About 25 emotional freedom techniques (EFT) practitioners met in a private home in Newtown, Conn., on Saturday to discuss ways they can help the Newtown community cope with the trauma that occurred on Dec. 14, 2012, when a heavily armed gunman shot and killed 20 children and six adults at the Sandy Hook Elementary School.
The volunteers are part of an initial group of EFT practitioners who are undergoing training as part of The Tapping Solution for Newtown: Stress and Trauma Relief Project. Those chosen to participate in the first phase of the project live within driving distance of Newtown or have ties to the community.

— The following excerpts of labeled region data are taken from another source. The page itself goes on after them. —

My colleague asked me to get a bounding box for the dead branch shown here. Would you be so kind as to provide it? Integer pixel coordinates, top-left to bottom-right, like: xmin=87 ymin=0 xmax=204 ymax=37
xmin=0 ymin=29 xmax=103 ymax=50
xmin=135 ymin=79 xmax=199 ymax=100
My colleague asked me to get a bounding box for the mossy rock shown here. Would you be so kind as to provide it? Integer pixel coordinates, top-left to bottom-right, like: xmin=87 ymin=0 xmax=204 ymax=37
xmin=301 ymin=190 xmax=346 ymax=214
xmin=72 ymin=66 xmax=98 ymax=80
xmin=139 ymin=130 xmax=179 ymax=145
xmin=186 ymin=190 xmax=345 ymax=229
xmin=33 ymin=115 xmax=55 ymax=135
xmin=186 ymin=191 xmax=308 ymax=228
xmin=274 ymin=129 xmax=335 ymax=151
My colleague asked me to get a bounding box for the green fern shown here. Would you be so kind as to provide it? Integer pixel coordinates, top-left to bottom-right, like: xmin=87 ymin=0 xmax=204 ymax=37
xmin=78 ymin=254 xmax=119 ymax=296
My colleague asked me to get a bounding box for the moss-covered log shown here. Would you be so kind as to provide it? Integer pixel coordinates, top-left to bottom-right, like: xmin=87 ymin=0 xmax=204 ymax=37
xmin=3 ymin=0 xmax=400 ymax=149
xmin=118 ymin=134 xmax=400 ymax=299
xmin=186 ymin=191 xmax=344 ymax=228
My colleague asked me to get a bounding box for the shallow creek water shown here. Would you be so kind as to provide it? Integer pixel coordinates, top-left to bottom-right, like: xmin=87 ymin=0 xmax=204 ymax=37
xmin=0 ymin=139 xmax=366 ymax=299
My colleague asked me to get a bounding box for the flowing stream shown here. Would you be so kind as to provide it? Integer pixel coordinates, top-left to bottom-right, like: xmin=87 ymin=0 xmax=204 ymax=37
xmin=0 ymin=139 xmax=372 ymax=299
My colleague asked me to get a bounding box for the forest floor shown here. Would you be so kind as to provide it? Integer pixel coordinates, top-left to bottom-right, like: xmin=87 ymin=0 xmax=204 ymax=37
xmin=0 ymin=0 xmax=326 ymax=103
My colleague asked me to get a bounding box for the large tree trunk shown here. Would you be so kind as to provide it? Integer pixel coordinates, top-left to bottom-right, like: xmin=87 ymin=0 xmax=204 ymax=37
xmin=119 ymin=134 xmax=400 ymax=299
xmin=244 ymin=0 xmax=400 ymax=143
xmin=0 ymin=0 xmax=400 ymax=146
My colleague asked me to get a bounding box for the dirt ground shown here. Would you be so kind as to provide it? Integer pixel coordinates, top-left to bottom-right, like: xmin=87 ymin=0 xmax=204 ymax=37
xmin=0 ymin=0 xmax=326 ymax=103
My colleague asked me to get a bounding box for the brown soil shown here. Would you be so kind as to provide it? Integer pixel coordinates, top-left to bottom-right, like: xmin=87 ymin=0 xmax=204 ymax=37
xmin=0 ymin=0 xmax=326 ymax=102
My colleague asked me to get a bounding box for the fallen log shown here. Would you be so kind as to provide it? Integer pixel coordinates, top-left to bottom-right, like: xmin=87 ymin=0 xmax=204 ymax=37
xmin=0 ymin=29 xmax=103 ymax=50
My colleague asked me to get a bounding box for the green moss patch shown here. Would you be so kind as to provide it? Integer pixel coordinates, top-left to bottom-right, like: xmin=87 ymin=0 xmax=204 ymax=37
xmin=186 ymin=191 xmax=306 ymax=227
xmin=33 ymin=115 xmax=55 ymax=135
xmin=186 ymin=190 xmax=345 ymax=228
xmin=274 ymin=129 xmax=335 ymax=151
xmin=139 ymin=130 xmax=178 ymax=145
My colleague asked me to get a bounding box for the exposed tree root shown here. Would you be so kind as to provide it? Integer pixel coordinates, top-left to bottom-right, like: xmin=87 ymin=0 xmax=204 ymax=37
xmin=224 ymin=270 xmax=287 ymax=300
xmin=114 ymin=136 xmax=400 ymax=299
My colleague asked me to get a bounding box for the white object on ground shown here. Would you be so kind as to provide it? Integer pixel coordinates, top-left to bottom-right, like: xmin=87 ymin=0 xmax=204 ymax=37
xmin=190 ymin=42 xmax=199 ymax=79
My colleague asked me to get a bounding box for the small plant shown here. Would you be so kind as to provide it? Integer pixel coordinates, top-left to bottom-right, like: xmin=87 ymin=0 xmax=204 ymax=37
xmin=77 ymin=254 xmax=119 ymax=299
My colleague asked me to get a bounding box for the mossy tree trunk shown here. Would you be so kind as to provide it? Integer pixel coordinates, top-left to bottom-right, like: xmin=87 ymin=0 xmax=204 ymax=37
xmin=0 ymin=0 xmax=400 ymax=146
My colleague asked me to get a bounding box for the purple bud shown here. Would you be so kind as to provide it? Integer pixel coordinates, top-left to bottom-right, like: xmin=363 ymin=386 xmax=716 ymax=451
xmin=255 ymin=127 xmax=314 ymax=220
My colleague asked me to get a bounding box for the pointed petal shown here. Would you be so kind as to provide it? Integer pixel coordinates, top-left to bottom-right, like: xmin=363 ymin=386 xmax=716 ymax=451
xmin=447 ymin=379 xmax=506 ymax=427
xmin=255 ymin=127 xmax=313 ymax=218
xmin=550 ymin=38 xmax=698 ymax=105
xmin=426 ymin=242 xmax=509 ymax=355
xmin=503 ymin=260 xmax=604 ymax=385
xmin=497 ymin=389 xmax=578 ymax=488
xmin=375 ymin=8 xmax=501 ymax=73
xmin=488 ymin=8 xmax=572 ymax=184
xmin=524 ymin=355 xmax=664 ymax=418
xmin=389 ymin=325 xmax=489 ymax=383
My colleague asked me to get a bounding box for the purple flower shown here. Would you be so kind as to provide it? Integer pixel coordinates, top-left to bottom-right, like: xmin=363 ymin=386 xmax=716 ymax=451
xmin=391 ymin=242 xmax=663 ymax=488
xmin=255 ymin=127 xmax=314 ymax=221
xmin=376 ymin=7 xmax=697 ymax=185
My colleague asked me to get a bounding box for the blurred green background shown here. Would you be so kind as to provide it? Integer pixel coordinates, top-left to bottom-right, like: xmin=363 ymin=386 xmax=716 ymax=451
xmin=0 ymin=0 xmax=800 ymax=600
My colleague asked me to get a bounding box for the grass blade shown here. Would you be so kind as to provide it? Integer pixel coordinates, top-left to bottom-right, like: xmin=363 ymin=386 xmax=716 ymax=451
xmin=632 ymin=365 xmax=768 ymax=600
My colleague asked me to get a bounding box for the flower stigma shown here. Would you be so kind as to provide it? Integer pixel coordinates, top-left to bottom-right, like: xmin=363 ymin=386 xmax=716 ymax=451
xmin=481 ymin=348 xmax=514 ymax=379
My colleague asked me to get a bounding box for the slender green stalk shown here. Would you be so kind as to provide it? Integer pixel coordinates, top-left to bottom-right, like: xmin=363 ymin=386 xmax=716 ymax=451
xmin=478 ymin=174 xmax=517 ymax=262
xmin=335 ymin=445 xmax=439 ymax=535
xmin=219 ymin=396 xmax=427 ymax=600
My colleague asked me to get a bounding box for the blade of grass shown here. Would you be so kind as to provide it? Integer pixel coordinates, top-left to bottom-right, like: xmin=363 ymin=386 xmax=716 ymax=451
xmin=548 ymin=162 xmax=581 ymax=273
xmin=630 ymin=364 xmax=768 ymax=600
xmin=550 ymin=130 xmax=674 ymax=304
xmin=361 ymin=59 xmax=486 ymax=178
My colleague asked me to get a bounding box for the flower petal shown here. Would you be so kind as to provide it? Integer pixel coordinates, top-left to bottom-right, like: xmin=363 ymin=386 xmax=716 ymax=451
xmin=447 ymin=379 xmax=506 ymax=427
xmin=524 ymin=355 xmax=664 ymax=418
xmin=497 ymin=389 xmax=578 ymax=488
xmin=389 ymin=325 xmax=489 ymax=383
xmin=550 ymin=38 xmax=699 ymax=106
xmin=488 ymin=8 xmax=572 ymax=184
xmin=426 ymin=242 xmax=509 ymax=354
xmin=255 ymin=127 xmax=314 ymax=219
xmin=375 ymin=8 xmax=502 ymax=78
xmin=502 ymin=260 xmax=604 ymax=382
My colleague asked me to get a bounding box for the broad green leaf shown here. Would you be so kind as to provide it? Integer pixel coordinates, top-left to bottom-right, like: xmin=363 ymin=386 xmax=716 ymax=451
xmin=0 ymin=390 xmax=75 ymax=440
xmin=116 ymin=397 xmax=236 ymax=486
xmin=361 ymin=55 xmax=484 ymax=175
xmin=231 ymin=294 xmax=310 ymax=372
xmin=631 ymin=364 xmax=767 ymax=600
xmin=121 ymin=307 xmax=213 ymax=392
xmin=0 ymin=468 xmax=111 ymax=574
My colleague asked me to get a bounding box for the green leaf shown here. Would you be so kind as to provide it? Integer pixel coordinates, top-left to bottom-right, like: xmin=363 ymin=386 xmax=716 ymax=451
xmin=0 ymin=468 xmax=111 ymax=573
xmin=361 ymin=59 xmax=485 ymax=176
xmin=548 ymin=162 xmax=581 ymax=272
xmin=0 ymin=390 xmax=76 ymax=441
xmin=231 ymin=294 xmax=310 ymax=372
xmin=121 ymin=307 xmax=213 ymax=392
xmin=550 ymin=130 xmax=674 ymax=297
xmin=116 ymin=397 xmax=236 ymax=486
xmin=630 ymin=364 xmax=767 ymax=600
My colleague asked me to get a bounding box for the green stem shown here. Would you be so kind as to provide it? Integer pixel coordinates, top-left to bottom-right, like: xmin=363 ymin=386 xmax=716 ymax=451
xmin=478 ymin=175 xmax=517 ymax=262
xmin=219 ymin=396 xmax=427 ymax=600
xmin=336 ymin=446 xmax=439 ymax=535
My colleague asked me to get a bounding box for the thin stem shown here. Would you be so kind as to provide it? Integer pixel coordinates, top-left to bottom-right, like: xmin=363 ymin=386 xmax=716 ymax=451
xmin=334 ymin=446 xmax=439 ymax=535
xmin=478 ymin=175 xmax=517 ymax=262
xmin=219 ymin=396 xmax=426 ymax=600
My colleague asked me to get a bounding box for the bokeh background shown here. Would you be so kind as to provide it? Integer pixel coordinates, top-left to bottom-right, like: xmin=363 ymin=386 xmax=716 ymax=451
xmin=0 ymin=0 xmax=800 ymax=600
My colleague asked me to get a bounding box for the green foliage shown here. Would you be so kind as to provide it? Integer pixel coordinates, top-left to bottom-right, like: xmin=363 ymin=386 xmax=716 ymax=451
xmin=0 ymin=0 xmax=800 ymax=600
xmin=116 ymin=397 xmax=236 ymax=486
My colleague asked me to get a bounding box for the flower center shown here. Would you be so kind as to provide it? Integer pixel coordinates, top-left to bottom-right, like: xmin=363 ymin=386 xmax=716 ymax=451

During Saturday’s training session, project founder, Nick Ortner, and project leader, Lori Leyden, Ph.D., who uses EFT to work with genocide victims in Rwanda as part of Project LIGHT: Rwanda, discussed the importance of using a standardized EFT approach when working with people affected by the shooting. They also led “tapping” sessions to help volunteers release emotions they felt about the shooting and other issues that may come up when working with people in the Newtown community.
“We have to be completely present when we work with anyone traumatized by the shooting,” says Mystic, Conn., resident Roberta Lewis, a certified hypnotherapist and EFT practitioner at Whole Mind Health. “People need to be able to say what they feel, and we need to be able to go with them where ever they go without having our own issues come up.”
EFT — which is also called tapping —is a scientifically validated technique that uses ancient acupressure principles and modern psychology to provide relief from stress, trauma and a host of other emotional and physical problems. When using EFT, people focus on a specific issue, express their feelings about the issue and tap on the body's acupressure points. The tapping sends calming signals to the brain that help neutralize painful emotions.
Last week, Ortner and Leyden worked directly with members of the Newtown community, including a 6-year-old girl from Sandy Hook Elementary School who has refused to go back to school and staff at the medical examiner’s office who handled the bodies after the shooting.
“The leaders and group members have the highest intention for transformation and healing,” Lewis says. “There is so much work to do here and for such a long time.”